Ubu Panoozi is mostly about Pokemon. Pokemon is love, and besides, my love for Naruto isn't at a particular strongpoint; there will be a few other things but mainly Pokemon. Pokemon sites are really versatile anyways (it could be comics about Pokemon without specific canonical characters and such).
Also random funny thing: I was looking through a text book dawdling, not doing work and devising historical crack pairings, and stumbled upon a picture of a Noh mask. There were two, and I found myself admiring the peculiar triangular eyebrows on one. The other had normal eyebrows, but this one was cool-looking. I liked how the eyebrows, a dark silvery color, shone- hey, wait a minute! It turns out that someone- the former owner of this textbook, no doubt- had penciled in the artistic brows. Wow.

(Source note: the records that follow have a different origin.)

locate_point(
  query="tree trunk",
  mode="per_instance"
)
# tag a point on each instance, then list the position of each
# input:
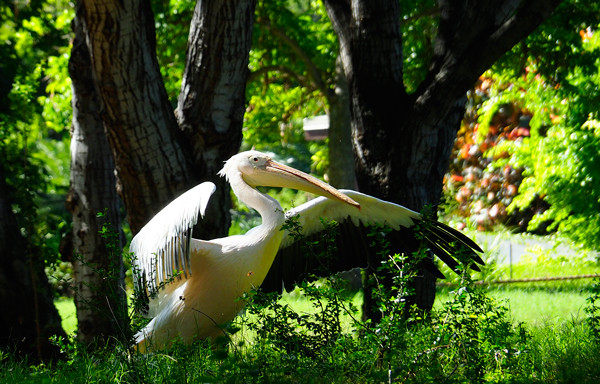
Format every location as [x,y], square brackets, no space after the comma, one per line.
[148,149]
[93,201]
[402,142]
[28,318]
[155,159]
[211,104]
[341,155]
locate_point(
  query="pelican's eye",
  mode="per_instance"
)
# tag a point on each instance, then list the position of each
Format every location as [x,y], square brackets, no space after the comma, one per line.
[257,161]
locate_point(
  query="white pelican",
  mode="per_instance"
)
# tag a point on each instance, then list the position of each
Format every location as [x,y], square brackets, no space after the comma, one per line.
[213,275]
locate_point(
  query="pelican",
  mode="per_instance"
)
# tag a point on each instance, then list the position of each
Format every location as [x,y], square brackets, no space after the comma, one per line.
[194,286]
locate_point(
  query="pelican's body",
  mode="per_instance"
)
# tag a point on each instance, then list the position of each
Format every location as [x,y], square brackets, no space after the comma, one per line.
[217,273]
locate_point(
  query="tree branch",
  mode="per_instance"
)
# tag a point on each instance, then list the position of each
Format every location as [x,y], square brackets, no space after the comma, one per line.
[313,71]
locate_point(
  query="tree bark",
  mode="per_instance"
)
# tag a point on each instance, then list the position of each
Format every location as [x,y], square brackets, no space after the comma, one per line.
[28,318]
[341,155]
[402,141]
[93,201]
[155,159]
[212,100]
[149,152]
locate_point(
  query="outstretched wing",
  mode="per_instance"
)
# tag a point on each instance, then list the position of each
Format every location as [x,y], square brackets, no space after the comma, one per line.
[161,250]
[350,237]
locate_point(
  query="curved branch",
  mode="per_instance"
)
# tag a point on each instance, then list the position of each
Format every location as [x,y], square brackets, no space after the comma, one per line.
[277,68]
[314,72]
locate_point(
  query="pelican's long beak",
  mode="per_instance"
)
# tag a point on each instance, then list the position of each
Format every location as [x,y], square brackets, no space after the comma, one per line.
[280,175]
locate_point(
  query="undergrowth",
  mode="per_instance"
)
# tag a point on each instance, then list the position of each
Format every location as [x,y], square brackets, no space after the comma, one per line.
[470,338]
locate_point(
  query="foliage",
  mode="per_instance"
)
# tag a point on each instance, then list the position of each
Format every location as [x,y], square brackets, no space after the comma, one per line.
[593,311]
[527,156]
[35,116]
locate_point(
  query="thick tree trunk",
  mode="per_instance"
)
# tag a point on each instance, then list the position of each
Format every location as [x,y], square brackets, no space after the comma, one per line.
[28,318]
[150,154]
[155,159]
[211,104]
[401,141]
[98,263]
[341,155]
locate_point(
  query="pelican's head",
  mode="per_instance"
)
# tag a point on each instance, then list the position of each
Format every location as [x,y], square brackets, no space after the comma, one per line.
[258,169]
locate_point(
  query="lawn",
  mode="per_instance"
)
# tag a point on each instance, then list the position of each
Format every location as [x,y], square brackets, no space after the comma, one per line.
[473,337]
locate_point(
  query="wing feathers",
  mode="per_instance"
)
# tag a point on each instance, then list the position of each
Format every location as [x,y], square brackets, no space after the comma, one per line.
[353,245]
[162,247]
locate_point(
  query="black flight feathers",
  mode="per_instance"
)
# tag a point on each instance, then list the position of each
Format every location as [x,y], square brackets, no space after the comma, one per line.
[352,248]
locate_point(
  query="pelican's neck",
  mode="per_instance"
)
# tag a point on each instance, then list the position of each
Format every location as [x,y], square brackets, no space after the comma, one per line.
[269,209]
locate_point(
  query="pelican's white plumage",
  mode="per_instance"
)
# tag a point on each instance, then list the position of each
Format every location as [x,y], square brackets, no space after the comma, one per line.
[217,273]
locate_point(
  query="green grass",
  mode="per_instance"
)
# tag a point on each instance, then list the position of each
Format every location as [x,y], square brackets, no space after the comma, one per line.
[66,310]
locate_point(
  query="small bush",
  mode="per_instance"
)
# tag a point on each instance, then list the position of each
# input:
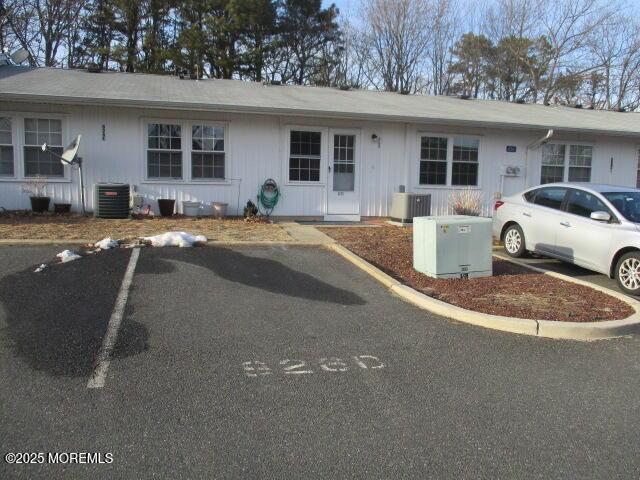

This particular former owner seems to think that they can get away with whatever scribbling they want. I beg to differ, Mysterious Former Owner! Your villainous defacement will stop for good once I- well, tell the world about your evil, disrespectful, triangular-eyebrow-marking ways. See how your plans are unraveling around you? Not so proud now, Former Owner, nor when the police show up at your door to apprehend you, sirens blaring. I am your nemesis, for I am The Eraser, proudly rubbing out all humorous vandalism! Ha! Foiled!
"Darn you, Eraser! My plan was brilliant, and I would have gotten away with it, too, if it hadn't been for you and your meddling drawing-spotting powers!"
"Thank you, Eraser! The day is saved!"
"All in a day's work. Now, go back home while I talk to the police, for this has been another victory for… The Eraser! Completely normal student by day, vandalism-fighting tattletale by night!"
Yep. Oh, don't tell me you haven't had dorky superhero fantasies like that one. Don't tell me that, for we all have. Deep in our hearts.
I seem to have scared you off. Oh, well.
"Holy toast, Eraser! The Former Owner is wreaking havoc on the medieval Japan pages!"
"Looks like a job for… The Eraser! Guardian of all things textbook!"
"Ha, ha, Eraser. You think you're so clever, but you've really fallen into my trap. Now, I will proceed to tell you my evil plan while doodling all over your precious textbooks."
"You can't win, Former Owner… I won't let you. NO, NOT THE TEXTBOOKS! YOU DEVIOUS VANDAL."
"Ha ha, and there is absolutely nothing you can do about it."
"On the contrary, Former Owner, looks like the joke's on you!"
"What the-? How did the Eraser slip out of my hands? HOW?"
Et cetera. Now, if you need me, I'll be saving the illustrations.